Festival of Genomics 2024

I will be talking at the Festival of Genomics on Wednesday 24 January about Identifying virulence and antimicrobial resistance genes in bacterial using genome-wide association studies. You can preview my talk here.

Announcing ProbGen22 in Oxford 28-30 March

The organizing committee is pleased to announce the 7th Probabilistic Modeling in Genomics Conference (ProbGen22) to be held at the Blavatnik School of Government and Somerville College Oxford from 28th-30th March 2022.

The meeting will be a hybrid in-person and online event. Talk sessions will feature live speakers, both in-person and online, and will take place during the afternoons (making live attendance feasible for US timezones). Talks will be recorded and made available to registrants for a period of one month. Poster sessions will be held online during the evenings.

The conference will cover probabilistic models, algorithms, and statistical methods across a broad range of applications in genetics and genomics.
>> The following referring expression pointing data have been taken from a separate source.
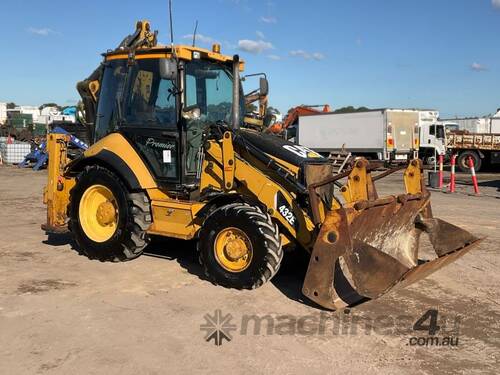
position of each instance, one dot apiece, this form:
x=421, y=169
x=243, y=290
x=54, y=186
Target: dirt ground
x=61, y=313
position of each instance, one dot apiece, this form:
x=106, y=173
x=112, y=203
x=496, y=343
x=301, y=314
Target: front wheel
x=108, y=222
x=240, y=247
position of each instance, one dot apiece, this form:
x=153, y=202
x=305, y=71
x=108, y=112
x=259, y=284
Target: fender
x=116, y=153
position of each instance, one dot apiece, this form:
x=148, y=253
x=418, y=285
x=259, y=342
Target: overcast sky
x=440, y=54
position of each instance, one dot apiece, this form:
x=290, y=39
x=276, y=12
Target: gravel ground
x=61, y=313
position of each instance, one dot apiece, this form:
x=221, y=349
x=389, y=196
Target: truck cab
x=432, y=141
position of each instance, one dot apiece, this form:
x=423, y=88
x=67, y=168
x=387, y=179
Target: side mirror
x=168, y=69
x=264, y=86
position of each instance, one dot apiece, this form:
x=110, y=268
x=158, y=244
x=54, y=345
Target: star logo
x=218, y=327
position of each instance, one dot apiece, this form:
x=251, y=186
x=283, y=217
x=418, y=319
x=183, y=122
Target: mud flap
x=361, y=254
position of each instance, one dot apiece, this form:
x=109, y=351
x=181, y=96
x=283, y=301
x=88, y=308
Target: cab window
x=150, y=101
x=432, y=130
x=112, y=85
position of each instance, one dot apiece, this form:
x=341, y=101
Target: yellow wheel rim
x=233, y=249
x=98, y=213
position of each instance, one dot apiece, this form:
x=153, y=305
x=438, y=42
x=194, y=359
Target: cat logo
x=302, y=151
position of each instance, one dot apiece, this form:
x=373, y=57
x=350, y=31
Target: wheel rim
x=233, y=250
x=98, y=213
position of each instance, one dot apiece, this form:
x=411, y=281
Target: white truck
x=433, y=133
x=388, y=135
We invite abstract submissions on a range of topics including population genetics, natural selection, Quantitative genetics, Methods for GWAS, Applications to cancer and other diseases, Causal inference in genetic studies, Functional genomics, Assembly and variant identification, Phylogenetics, Single cell 'omics, Deep learning in genomics and Pathogen genomics.

The registration deadline is 28th February 2022.

For more details visit the conference website. 

Two new positions: Senior Statistical Geneticist and Bioinformatician

Two new positions are available in my Infectious Disease Genomics group at the Big Data Institute, University of Oxford.

A Senior Postdoctoral Statistical Geneticist to jointly lead the implementation, design and application of new statistical tools for genome-wide association studies, lead the biological interpretation of key findings, develop methodologies and supervise junior group members. This post would suit a candidate with a PhD and relevant post-doctoral experience including direct experience in statistical genetics. Candidates without post-doctoral experience may be considered for a less senior appointment.

A Bioinformatician to provide expertise for computationally intensive analyses including genome-wide association studies and RNAseq studies of differential gene expression, as well as contributing to informatics projects as part of a wider collaboration with national biomedical cohorts. This post would suit a candidate with either a post-graduate degree related to Bioinformatics, Statistics, and Computing or equivalent experience in industry.

The application deadline for both posts is Noon GMT on Friday 7th January 2022.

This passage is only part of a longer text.